Je n’ai pas grand chose à dire sur le film. Djibril nous a toujours étonné… C’est un homme ordinaire. D’ailleurs, il est si ordinaire que ce film-là appartenait à une trilogie. Il en a fait deux, il manquait le troisième. Cette trilogie s’appelle » histoire des petites gens « . Ce sont les petites gens que personne ne voit, qu’on piétine même… en passant. En Afrique, c’est ça. Ces petites gens peuvent être les petits cireurs, les petits vendeurs de cigarette au détail. Djibril était fasciné, attiré par ce monde des petits, cet univers… si généreux, extrêmement organisé, qui représente toute la vie dans sa complexité. Ce sont des gens qui dégagent une grande poésie au quotidien et qui développent une grande solidarité entre eux… Très affectueux. Il pensait vraiment que l’identité humaine, l’expression de la beauté de la vie était là. Le dernier volet de cette trilogie, La petite vendeuse de soleil, n’est rien d’autre que l’histoire d’une petite fille qui veut vendre des journaux. Le journal s’appelle Le Soleil. Elle décide de rentrer et de briser un tout p’tit peu… le monopole tenu par les garçons. Comme c’est une fille, forcément, tous les clients viennent vers elle. Donc elle se fait poursuivre par les garçons qui veulent vraiment la jeter. Cela fait partie de la réalité de la vie africaine. Disons que c’est une réalité qu’on ignore, qu’on ne connaît pas. Mais Djibril a un regard si précis, si généreux que c’est ce côté-là qu’il regarde.
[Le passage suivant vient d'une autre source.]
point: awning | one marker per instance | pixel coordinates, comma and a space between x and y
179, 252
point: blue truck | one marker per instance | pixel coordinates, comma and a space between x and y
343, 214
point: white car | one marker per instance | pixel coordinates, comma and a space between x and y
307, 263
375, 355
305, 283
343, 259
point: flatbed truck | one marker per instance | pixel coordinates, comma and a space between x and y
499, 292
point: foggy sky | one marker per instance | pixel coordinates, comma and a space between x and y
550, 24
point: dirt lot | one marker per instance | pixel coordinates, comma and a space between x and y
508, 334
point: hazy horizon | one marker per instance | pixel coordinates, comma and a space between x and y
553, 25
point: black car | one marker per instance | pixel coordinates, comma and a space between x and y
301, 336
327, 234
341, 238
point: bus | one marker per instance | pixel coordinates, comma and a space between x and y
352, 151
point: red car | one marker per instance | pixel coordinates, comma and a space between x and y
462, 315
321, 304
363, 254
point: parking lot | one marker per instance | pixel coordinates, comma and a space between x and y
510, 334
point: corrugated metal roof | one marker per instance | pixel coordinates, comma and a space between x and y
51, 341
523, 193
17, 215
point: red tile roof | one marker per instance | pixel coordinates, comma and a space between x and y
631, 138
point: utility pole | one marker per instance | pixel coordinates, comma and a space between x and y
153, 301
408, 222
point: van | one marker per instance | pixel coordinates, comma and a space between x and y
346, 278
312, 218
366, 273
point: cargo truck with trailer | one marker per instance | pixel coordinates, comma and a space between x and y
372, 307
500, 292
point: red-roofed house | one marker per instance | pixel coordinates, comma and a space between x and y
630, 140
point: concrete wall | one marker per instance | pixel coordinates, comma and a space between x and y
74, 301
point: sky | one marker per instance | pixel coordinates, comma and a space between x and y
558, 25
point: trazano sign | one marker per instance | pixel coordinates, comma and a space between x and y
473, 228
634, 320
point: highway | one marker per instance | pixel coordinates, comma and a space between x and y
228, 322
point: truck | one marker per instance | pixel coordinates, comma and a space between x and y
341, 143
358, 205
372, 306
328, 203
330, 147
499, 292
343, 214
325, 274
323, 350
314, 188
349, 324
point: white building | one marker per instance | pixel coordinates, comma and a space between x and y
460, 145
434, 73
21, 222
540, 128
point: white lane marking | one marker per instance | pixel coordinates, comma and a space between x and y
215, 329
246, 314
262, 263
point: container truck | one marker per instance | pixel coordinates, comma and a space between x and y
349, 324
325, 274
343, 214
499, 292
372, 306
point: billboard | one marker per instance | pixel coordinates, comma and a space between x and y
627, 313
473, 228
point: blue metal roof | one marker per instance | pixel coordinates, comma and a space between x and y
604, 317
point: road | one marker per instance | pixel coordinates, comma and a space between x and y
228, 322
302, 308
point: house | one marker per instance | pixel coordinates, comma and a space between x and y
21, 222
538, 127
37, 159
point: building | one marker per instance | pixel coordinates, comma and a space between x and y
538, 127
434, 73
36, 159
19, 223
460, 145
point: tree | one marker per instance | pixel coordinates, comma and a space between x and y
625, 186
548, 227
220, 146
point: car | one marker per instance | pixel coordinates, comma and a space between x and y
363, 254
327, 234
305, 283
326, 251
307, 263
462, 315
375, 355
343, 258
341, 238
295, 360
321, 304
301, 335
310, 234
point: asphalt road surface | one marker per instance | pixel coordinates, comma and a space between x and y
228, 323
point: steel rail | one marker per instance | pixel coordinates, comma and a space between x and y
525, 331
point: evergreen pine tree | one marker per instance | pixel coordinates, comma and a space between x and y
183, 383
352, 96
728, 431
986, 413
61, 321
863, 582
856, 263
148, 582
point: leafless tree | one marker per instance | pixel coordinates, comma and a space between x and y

Vous revendiquez le langage du cur, sinon, du sourire… (voir plus haut). Peut-on parler de tout sous couvert d’humour ? Vos sujets sont quand même parfois très graves…
Je pense que c’est bien de se regarder comme ça. De regarder le monde ainsi. C’est aussi une bonne manière de faire passer des messages. L’humour, c’est quelque chose de doux, c’est très difficile d’en faire. C’est difficile à pratiquer. Mais derrière cet humour, il y a aussi une volonté je crois tout simplement de parler de choses simples, dont il faut parler… Et pas autre chose.
Sur ce ton de l’humour, Samba-le-berger s’attaque d’une façon très habile à la question des ‘Sans Papiers’en France…
Ce titre, je l’ai fait sans prétentions… à peu près naïvement d’ailleurs. Ce n’est pas parce que c’est l’actualité. Mais comme je vous disais l’artiste ne peut pas regarder ailleurs que dans son lot quotidien. Je trouve que c’est une question qui me concerne de très près.
Samba, votre personnage a l’air d’incarner une image très positive du voyageur immigré. Mais au-delà du titre, que pensez-vous de cette histoire très complexe qui défraie la chronique ?
On pense ce qu’on veut. Mais il y a une chose qui est essentielle. Samba le berger, Samba s’en va en France (rire) c’est vrai. Mais est-ce qu’il faut le retenir ? Samba est un homme libre. Les bergers sont des voyageurs. Et ce berger-là, s’il décide de laisser son troupeau sur les terres et de partir tout seul, il doit avoir la liberté de suivre son chemin, parce que l’étoile du berger (rire), on peut aussi l’admirer dans les cités du monde entier. On peut la voir à New York, on peut la voir à Paris, on peut la voir partout. Alors, ce berger doit pouvoir continuer sa route… paisiblement. De toutes façons, il est protégé par la convention des droits de l’homme. Ces droits de l’homme sont la mesure qui nous permet, à chaque fois qu’il pourrait y avoir brutalité, de nous souvenir quand même que nous vivons à travers les conventions d’un monde civilisé, qui se veut paisible, qui veut que personne ne soit oublié… sur le trottoir comme dirait François Mitterrand. Que personne ne soit abandonné. Finalement… Samba est un symbole de la société que nous voulons. Une société plus ouverte. Il fait partie de la vie. Sans lui, il nous manquera quelque chose.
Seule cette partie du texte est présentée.